Changes Coming to Your Investment Statements
by Colin Sabourin on 07.05.2016
While much attention is given to fees in the investment industry we believe, as do our clients that one generally gets what one pays for in the world today. The cheapest product is certainly often not the best and on the other side consumers often overpay for services they may not require if fees are “bundled” into their investments.
Thankfully, with the final phases of Client Relationship Model, Phase 2 (CRM2) being implemented this summer, dealer firms will have to disclose on an annual basis how much they are being paid to manage your money. This is a great opportunity to reflect on the services your advisor has provided for you. As one of our newer executive clients stated when coming to us, “I’d rather pay for something than pay absolutely anything for nothing”.

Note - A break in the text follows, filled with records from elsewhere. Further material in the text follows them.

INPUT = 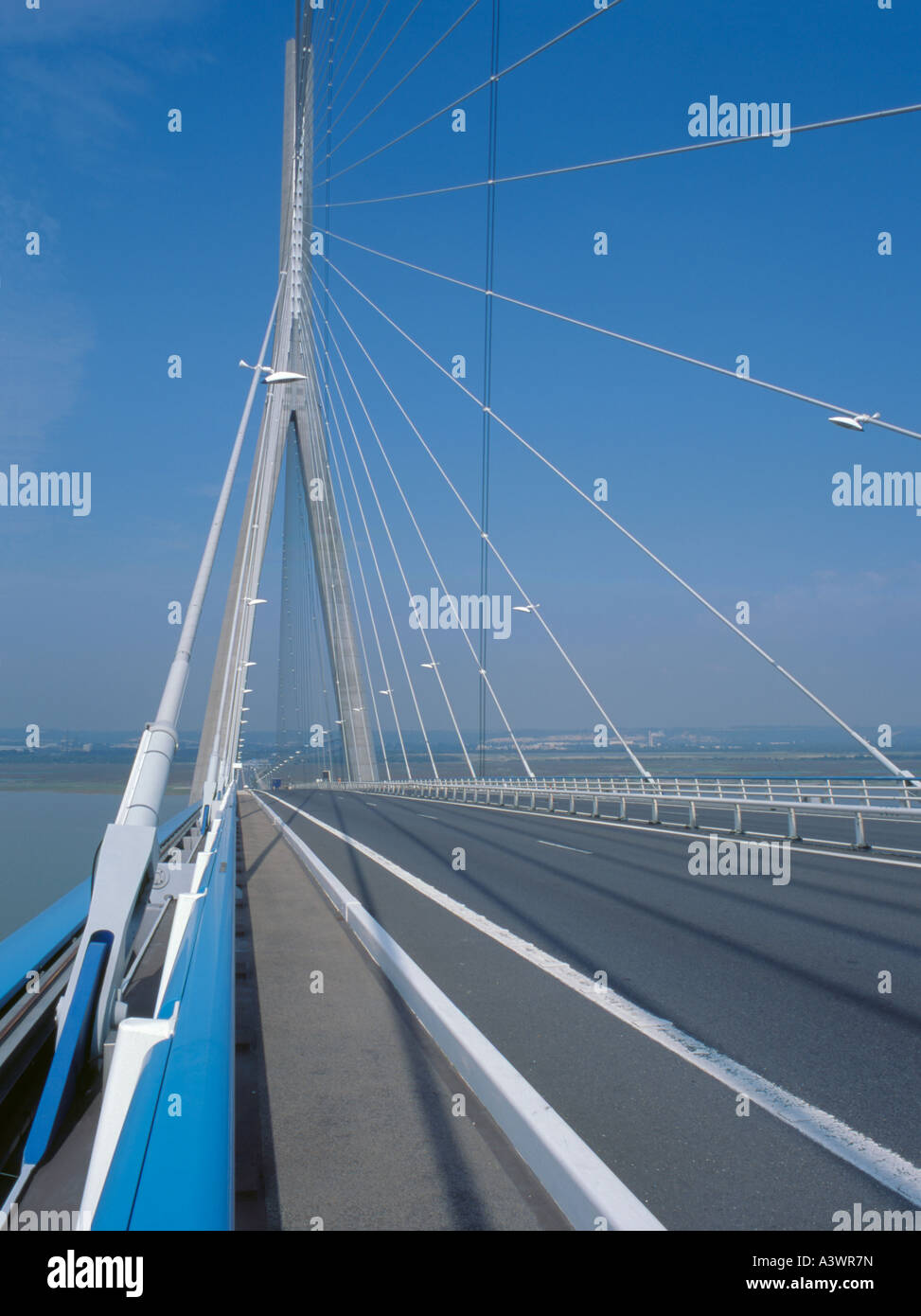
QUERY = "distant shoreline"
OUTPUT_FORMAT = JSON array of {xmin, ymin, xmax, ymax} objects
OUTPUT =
[{"xmin": 0, "ymin": 749, "xmax": 921, "ymax": 796}]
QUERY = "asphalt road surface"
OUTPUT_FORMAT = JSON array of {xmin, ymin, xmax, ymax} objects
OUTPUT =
[{"xmin": 251, "ymin": 790, "xmax": 921, "ymax": 1231}]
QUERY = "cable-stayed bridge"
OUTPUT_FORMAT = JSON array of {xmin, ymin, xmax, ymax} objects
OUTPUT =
[{"xmin": 0, "ymin": 0, "xmax": 921, "ymax": 1231}]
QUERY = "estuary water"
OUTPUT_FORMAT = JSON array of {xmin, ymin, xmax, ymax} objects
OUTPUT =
[{"xmin": 0, "ymin": 791, "xmax": 121, "ymax": 941}]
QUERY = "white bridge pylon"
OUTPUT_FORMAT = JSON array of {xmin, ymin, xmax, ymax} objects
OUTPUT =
[{"xmin": 189, "ymin": 30, "xmax": 378, "ymax": 800}]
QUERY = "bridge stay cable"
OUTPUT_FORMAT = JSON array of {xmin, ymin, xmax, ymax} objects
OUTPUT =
[
  {"xmin": 320, "ymin": 0, "xmax": 622, "ymax": 182},
  {"xmin": 330, "ymin": 0, "xmax": 489, "ymax": 155},
  {"xmin": 333, "ymin": 0, "xmax": 397, "ymax": 118},
  {"xmin": 308, "ymin": 276, "xmax": 652, "ymax": 777},
  {"xmin": 314, "ymin": 257, "xmax": 913, "ymax": 780},
  {"xmin": 302, "ymin": 302, "xmax": 476, "ymax": 779},
  {"xmin": 297, "ymin": 315, "xmax": 392, "ymax": 782},
  {"xmin": 292, "ymin": 312, "xmax": 418, "ymax": 777},
  {"xmin": 323, "ymin": 229, "xmax": 921, "ymax": 439},
  {"xmin": 305, "ymin": 293, "xmax": 534, "ymax": 776},
  {"xmin": 322, "ymin": 104, "xmax": 921, "ymax": 209}
]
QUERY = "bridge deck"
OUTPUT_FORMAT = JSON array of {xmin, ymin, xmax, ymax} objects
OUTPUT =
[{"xmin": 237, "ymin": 795, "xmax": 568, "ymax": 1231}]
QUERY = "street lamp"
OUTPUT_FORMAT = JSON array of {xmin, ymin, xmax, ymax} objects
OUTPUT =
[{"xmin": 829, "ymin": 412, "xmax": 879, "ymax": 433}]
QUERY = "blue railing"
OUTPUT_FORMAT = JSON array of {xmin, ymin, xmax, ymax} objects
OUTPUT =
[{"xmin": 92, "ymin": 795, "xmax": 237, "ymax": 1231}]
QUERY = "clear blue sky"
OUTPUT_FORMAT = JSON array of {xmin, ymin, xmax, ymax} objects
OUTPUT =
[{"xmin": 0, "ymin": 0, "xmax": 921, "ymax": 729}]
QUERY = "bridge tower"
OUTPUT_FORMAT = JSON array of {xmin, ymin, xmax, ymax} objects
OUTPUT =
[{"xmin": 189, "ymin": 23, "xmax": 378, "ymax": 800}]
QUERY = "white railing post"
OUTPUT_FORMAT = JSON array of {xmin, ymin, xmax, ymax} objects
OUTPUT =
[{"xmin": 854, "ymin": 813, "xmax": 870, "ymax": 850}]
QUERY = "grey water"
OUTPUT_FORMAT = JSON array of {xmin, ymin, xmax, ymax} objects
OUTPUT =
[{"xmin": 0, "ymin": 791, "xmax": 121, "ymax": 941}]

Unfortunately, not everyone is getting the service they deserve based on the fees they are being charged. All too often, we meet people whose service level comprises of an annual review focused on investment performance and not on the client’s overall financial picture.
A great financial plan is comprehensive and takes into account many different aspects such as cost-effective implementation, asset allocation, behavioral coaching, and having a withdrawal strategy in place to minimize taxes. If these elements have never been discussed during your reviews, you owe it to yourself to discuss with your advisor what services you’ve actually been paying for over the years.